İmam Ali’nin aşağıdaki tavsiyeleri sosyal hayatın vazgeçilmezleridir. Psikolojinin dinamikleridir, vefanın, saygının sevginin; sadakatin, cesaretin, irfanın; Erdemlerin ve sosyal psikoloji ile insan-ı kâmilin karakteridir.
Beşeriyetin tüm tarih örneklerinde Muhalefetteyken Mutlak olan hakkından feragat edip Muhafazakarlaşan ve İktidara geçince devrimcileşen Hz. Ali(as) dan başka Bir İnsan örneğini okumak mümkün değildir.
Modern toplum bilim Teknoloji, Psikoloji Bilimi, Eğitim imkânları bu kadar gelişmiş olmasına rağmen Ali gibi kamil bir şahsiyet üretememiştir.
Bireysel ilişkilerde dinamik ve bir o kadar da ağır ve zor olan şu tavsiyesi yüce ruhlu olmayı gerektirir, ”Seni emin bilene o sana ihanet etse bile sen O’na ihanet etme senin sırrını açsa bile sen o’nun sırrını açma”
Topluma hükmeden siyaset sorumluluk gerektirir, İmam Ali(as) şu önerisini dikkate almak zorundadır. “Nerde bir israf görürseniz hemen yanı başında bir hak yeme vardır.” Günümüzde saraylarda oturup İkramda israf olmaz diyenlere ne demeli?.
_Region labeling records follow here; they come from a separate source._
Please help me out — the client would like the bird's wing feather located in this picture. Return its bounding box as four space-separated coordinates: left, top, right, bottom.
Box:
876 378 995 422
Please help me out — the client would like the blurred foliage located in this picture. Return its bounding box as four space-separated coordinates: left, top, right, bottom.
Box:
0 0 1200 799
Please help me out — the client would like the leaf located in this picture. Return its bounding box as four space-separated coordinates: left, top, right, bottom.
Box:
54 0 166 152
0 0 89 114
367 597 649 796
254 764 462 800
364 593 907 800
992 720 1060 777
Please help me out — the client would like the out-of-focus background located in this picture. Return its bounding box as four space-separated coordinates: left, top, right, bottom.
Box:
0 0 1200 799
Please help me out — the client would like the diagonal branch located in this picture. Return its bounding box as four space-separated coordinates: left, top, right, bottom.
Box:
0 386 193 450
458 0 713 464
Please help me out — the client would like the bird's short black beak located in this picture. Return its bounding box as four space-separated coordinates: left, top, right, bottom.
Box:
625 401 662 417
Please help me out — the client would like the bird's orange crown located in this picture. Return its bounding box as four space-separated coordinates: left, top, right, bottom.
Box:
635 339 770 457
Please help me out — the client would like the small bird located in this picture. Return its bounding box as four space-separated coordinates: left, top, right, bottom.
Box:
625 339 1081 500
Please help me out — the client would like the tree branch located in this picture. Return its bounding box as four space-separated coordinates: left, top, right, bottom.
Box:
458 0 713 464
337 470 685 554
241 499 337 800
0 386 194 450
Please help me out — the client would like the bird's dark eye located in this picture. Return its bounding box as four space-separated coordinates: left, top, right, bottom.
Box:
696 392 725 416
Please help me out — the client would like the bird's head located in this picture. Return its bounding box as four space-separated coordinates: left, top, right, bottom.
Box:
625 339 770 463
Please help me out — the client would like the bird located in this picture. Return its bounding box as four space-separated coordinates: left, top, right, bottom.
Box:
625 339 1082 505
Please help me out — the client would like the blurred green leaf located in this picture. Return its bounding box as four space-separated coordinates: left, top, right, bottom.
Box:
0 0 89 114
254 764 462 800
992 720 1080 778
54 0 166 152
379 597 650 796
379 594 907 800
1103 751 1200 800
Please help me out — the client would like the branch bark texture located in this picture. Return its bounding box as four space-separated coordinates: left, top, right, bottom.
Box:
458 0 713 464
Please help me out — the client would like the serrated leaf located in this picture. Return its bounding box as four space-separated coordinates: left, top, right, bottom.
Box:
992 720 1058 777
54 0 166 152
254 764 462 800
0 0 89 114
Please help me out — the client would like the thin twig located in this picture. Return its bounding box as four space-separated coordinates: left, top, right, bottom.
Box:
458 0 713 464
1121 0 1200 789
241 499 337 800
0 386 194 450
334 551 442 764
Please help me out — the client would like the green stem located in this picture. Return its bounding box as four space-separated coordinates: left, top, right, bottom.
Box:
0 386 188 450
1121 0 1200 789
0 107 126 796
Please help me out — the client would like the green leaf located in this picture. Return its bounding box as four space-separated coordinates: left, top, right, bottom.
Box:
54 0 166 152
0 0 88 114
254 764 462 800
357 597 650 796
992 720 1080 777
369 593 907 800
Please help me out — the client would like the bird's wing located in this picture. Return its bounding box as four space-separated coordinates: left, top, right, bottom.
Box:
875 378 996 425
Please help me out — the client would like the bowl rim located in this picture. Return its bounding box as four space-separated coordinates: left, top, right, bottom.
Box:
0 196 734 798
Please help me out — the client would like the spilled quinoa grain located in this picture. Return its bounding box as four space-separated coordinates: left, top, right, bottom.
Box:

Yöneticiliği ateşten gömlek kabul etmiş ve Siyaset felsefesinde ise “Bir köyde açlıktan ölen biri varsa bundan haberdar olan herkes bu ölümden sorumludur.” Madem İnsanlık bir aile ise haberdar olma zorunluluğu var. Madem insanlar bir gövdenin azaları ise bu türden bir rahatsızlık tüm vücudu rahatsız etmesi gerekmiyormu?
Neden.? Çünkü insan iki boyutludur, Maddi ve ruhi varlık.
Çağdaş insan maddi varlığa her türlü yatırımı yapmasına rağmen mutlu edememiştir. Çünkü Ruhi boyutu ve ruh sağlığı hakkındaki bilgi ve imkânları sınırlı olmuştur.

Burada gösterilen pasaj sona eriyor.